Marius> Probably. Messing around with the 'stack' data structure is
probably
Marius> the right thing. Sorry, I can't say more. (But others might.)
Assuming that `the-last-stack' has caught the error that you want to
look at, you can get the stack object by
(define s (fluid-ref the-last-stack))
and then the innermost stack frame by
(define f (stack-ref s 0))
Now, a frame can be either an application or an evaluation, and you'll
often find that the innermost frame is an application, with the one
just higher being an evaluation, e.g.
innermost: [string-length 4]
1 outer: (string-length 4)
(frame-procedure? f) tells you whether the frame is an application.

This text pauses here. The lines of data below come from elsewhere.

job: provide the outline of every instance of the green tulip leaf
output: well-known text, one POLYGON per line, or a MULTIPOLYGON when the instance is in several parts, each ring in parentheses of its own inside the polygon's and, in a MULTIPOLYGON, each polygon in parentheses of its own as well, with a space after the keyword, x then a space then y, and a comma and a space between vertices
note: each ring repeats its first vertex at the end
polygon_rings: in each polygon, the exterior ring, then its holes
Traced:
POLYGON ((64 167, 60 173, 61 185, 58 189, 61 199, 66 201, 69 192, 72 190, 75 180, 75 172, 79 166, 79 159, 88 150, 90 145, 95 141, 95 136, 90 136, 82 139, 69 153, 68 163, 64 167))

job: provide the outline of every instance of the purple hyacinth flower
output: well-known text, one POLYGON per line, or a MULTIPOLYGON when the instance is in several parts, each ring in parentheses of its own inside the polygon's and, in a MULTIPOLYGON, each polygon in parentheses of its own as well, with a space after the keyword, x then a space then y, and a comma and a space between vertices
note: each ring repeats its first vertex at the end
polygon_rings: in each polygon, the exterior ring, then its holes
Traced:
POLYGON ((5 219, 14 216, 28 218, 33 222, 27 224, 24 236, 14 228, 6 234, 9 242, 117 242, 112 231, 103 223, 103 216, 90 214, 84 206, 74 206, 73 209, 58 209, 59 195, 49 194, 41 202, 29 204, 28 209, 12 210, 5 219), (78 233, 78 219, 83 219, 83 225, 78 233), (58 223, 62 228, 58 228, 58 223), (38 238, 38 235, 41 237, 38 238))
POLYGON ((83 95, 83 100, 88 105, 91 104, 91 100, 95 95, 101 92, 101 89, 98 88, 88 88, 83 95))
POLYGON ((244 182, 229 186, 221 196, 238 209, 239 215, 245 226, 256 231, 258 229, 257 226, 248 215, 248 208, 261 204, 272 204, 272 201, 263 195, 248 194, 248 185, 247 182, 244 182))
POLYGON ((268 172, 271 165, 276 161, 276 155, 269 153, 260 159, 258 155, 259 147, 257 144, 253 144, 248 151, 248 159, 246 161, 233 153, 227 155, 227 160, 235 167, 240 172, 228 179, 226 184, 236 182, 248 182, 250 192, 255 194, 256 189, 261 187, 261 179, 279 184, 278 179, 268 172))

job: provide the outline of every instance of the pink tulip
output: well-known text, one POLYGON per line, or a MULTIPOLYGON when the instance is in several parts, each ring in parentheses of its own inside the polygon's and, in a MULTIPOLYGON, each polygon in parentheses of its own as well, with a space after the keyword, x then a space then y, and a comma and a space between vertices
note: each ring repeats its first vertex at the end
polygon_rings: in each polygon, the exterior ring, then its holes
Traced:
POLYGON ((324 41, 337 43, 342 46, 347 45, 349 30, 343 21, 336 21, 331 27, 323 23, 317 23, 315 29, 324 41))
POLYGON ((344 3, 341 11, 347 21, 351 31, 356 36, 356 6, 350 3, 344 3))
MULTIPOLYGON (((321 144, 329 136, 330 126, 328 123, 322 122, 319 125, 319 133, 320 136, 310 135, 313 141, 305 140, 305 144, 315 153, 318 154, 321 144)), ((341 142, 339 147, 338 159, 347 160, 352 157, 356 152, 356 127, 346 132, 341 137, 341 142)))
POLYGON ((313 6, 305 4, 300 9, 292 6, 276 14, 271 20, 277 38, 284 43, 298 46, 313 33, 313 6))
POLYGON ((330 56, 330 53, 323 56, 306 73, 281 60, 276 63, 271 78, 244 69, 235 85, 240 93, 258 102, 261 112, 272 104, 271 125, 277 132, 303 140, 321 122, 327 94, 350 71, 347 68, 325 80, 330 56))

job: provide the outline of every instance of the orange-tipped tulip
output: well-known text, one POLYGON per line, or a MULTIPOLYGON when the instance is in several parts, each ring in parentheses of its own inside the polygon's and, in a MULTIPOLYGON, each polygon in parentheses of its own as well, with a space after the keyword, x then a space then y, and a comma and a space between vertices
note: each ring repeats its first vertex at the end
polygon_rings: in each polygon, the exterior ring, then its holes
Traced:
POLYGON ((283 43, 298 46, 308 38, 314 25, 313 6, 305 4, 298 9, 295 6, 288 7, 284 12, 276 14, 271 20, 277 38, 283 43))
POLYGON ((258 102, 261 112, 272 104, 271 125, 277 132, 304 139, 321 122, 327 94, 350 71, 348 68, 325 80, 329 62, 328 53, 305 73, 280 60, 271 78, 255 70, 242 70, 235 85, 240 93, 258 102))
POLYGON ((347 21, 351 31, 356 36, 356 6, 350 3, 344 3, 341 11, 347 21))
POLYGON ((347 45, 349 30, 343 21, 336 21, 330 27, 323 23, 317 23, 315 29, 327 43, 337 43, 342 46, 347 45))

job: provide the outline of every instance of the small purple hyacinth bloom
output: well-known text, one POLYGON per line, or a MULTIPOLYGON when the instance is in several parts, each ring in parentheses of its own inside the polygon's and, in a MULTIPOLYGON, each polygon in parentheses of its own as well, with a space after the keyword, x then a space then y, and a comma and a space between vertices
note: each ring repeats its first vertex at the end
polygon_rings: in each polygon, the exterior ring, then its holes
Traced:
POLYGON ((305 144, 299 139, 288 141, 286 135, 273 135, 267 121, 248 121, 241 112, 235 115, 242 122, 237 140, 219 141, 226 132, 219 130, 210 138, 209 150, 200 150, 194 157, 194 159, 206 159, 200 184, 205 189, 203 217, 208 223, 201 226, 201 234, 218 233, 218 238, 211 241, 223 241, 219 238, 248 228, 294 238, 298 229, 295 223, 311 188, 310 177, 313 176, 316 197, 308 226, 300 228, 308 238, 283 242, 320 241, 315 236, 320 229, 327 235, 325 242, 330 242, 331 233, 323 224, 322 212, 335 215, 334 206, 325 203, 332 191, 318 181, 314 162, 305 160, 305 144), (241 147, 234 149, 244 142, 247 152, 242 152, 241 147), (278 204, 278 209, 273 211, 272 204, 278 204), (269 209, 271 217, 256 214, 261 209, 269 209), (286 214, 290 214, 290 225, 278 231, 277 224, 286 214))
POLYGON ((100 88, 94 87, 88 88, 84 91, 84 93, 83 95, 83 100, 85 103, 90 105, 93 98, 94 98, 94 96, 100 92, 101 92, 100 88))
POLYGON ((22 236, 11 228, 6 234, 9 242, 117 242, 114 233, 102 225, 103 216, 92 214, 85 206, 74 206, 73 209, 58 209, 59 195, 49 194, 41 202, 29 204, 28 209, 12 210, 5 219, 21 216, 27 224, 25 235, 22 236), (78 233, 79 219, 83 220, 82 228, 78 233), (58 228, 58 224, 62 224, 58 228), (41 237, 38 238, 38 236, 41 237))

If it is, (frame-procedure f) returns the procedure and
(frame-arguments f) returns the already evaluated args. If it isn't,
(frame-source f) -- i.e. the frame is an evaluation -- returns the
expression that was being evaluated, which is all you can get.
So (untested as usual) ...
(define (last-error->proc+args)
(let* ((stack (fluid-ref the-last-stack))
(stacklen (stack-length stack)))
(let loop ((index 0))
(if (< index stacklen)
(let ((frame (stack-ref stack index)))
(if (frame-procedure? frame)
(values (frame-procedure frame)
(frame-arguments frame))
(loop (+ index 1))))
#f))))
If `the-last-stack' hasn't captured the error that you want, you can
capture it for yourself using `lazy-catch' and `make-stack':
(define my-stack #f)
(define (saving-error-to-my-stack proc)
(define (lazy-handler key . args)
(set! my-stack (make-stack #t lazy-handler))
(apply throw key args))
(lazy-catch #t
proc
lazy-handler))
Notes - (i) the `lazy-handler' in the `make-stack' call tells
make-stack to return a stack object whose innermost frame is just
outside the call into lazy-handler; (ii) the `#t' in the make-stack
call means "here"; (iii) you must always rethrow from a lazy handler,
hence the `(apply throw ...)' line.
This should of course be in the manual. If anyone feels like working
this into an appropriate patch, I'd appreciate it.